Answer
Graph
This would mean that $$_{t\rightarrow 3.5}^{\lim}\textrm{C(t)}=12.36$$
This would mean that $$_{t\rightarrow 3}^{\lim}\textrm{C(t)}=11.57$$
Therefore, $_{t\rightarrow 3}^{\lim}\textrm{C(t)}$ doesn't exist
Work Step by Step
The original function for this problem is $$C(t)=9.99-.79[[-(t-1)]]$$
If you want to know how to write it on Desmos, then you would have to write (for the greatest integer): $$y=9.99-.79((-(floor(x)-1)))$$
Anyways, to continue, the graph is down below, which is for Part A. Now, onward to Part B, which is the first of 2 plotting points with regards to the limitations.

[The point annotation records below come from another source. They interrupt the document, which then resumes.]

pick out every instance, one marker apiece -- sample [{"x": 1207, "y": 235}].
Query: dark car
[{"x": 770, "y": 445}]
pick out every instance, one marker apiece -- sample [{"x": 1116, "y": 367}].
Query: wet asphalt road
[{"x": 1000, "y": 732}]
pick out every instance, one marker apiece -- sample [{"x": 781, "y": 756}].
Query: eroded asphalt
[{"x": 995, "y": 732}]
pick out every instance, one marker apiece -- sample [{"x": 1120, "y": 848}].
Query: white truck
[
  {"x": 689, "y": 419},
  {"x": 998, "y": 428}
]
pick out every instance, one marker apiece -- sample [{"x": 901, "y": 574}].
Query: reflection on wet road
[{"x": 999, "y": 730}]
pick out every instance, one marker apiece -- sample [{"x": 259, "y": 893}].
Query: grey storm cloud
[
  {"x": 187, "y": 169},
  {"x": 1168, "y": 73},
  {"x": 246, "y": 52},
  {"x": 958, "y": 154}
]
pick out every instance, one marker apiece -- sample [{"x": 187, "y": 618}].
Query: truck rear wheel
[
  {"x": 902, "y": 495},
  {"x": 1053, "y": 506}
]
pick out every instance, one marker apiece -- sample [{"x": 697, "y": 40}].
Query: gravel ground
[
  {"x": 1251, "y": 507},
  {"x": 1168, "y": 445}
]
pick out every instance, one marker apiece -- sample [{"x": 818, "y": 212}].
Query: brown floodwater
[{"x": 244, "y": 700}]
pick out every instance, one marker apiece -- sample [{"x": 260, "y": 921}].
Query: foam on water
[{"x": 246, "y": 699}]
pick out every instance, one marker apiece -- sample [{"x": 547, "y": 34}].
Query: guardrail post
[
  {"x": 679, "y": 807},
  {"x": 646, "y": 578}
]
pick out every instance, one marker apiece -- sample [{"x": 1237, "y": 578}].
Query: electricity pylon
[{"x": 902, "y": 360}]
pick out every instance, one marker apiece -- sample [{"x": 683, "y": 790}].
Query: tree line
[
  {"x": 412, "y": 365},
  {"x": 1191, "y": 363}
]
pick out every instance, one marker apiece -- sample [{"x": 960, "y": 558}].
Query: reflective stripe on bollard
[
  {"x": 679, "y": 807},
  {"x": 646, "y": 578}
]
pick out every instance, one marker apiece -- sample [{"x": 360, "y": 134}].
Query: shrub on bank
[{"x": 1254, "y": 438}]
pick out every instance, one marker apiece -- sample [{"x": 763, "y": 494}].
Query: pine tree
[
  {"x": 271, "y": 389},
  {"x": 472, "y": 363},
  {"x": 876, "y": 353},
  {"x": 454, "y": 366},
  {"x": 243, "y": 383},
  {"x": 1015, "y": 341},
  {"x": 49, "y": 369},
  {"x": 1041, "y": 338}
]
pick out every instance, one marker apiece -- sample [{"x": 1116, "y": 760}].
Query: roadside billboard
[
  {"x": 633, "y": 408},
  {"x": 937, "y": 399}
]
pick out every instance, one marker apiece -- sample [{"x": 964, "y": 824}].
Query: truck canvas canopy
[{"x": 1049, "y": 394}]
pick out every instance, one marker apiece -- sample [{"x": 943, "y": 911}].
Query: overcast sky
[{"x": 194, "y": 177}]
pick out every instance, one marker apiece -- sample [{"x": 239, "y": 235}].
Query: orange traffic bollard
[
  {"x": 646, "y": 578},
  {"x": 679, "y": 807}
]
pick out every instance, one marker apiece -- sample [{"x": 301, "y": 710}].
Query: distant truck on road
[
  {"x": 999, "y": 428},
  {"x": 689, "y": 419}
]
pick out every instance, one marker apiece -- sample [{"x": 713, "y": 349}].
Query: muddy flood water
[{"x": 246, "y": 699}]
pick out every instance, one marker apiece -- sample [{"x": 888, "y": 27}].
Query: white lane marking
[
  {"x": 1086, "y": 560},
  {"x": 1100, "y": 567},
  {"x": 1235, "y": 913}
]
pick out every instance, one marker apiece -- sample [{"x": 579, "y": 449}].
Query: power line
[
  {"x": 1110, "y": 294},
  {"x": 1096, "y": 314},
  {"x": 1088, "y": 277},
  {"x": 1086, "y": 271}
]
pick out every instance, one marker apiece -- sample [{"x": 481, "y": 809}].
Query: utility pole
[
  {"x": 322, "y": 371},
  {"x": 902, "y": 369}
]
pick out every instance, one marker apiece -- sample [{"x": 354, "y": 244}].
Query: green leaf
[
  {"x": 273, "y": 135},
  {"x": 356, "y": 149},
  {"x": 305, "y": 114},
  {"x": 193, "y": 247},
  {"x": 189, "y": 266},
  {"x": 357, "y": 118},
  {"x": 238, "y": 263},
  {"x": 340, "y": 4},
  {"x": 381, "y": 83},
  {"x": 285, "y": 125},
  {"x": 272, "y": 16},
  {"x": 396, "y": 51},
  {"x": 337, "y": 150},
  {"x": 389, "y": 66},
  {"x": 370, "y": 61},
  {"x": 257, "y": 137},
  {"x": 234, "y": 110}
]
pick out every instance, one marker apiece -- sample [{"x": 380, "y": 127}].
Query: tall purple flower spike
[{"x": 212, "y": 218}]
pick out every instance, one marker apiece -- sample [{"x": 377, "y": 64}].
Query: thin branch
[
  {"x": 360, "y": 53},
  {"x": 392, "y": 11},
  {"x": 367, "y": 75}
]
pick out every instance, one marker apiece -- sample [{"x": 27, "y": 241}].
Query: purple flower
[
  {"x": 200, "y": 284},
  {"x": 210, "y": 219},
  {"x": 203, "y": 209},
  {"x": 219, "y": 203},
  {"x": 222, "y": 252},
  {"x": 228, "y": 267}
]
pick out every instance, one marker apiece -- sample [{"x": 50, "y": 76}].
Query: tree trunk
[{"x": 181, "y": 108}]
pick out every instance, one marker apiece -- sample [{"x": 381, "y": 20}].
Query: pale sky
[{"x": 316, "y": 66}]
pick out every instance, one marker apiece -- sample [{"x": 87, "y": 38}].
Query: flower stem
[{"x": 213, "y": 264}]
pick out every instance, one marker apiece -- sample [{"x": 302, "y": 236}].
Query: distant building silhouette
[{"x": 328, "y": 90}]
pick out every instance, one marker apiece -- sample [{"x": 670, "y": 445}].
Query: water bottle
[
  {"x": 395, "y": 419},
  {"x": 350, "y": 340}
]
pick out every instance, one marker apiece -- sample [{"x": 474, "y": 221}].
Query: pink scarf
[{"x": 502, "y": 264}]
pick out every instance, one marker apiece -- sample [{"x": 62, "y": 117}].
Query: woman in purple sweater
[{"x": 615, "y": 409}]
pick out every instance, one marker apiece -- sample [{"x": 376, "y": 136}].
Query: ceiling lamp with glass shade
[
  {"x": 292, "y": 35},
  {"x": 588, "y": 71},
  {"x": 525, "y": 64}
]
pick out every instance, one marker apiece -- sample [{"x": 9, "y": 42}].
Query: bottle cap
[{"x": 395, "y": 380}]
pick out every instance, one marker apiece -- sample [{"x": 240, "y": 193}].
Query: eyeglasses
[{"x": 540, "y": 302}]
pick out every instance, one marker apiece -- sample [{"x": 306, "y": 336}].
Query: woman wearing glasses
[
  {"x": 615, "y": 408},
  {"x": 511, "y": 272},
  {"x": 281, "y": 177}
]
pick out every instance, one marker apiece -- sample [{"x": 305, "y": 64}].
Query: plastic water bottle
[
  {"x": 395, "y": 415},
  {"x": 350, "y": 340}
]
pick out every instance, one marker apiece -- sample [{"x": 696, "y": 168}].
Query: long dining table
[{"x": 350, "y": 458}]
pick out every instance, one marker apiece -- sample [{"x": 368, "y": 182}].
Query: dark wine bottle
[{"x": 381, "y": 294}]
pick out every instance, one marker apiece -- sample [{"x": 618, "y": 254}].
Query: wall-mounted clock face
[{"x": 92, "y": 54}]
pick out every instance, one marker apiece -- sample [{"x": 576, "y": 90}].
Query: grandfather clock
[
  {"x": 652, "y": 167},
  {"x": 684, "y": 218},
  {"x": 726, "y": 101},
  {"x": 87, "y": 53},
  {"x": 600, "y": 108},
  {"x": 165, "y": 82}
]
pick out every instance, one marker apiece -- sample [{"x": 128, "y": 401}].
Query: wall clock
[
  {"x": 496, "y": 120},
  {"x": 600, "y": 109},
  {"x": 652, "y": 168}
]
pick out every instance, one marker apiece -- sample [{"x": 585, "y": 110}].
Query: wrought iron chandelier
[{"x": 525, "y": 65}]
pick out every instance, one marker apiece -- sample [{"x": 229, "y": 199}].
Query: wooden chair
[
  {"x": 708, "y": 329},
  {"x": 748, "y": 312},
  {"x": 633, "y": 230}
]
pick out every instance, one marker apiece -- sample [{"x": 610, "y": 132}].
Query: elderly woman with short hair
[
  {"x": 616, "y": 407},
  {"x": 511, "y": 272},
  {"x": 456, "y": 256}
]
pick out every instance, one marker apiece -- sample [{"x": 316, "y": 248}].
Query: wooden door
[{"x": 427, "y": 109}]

So, this would be figuring out the limitation for when "x is approaching 3.5", which means to find the limit of 3.5 (from both sides), which can be solved by the following:
$$\begin{matrix}
t & 3 & 3.1 & 3.2 & 3.3 & 3.4 & \mathbf{3.5} & 3.6 & 3.7 & 3.8 & 3.9 & 4\\
C & 11.57 & 12.36 & 12.36 & 12.36 & 12.36 & \mathbf{12.36} & 12.36 & 12.36 & 12.36 & 12.36 & 12.36
\end{matrix}$$
This would mean that $$_{t\rightarrow 3.5}^{\lim}\textrm{C(t)}=12.36$$
Now, onto the Part C, which is the same concept as Part B, but only from $2\:to\:4$ instead of from $3\:to\:4$ and finding the limit of 3 (from both sides), which can be solved by the following:
$$\begin{matrix}
t & 2 & 2.1 & 2.5 & 2.9 & \mathbf{3} & 3.1 & 3.5 & 3.9 & 4 \\
C & 10.78 & 11.57 & 11.57 & 11.57 & \mathbf{11.57} & 12.36 & 12.36 & 12.36 & 12.36
\end{matrix}$$
This would mean that $$_{t\rightarrow 3}^{\lim}\textrm{C(t)}=11.57$$
Since $$\begin{matrix}
_{t\rightarrow 3}^{\lim}\textrm{C(t)}=11.57 & and & _{t\rightarrow 3.5}^{\lim}\textrm{C(t)}=12.36
\end{matrix}$$ this means that $_{t\rightarrow 3}^{\lim}\textrm{C(t)}$ doesn't exist "thanks" to $C$'s values while it's approaching various values while $t$ is approaching $3$, which can be written as $t\rightarrow 3$, but from both sides.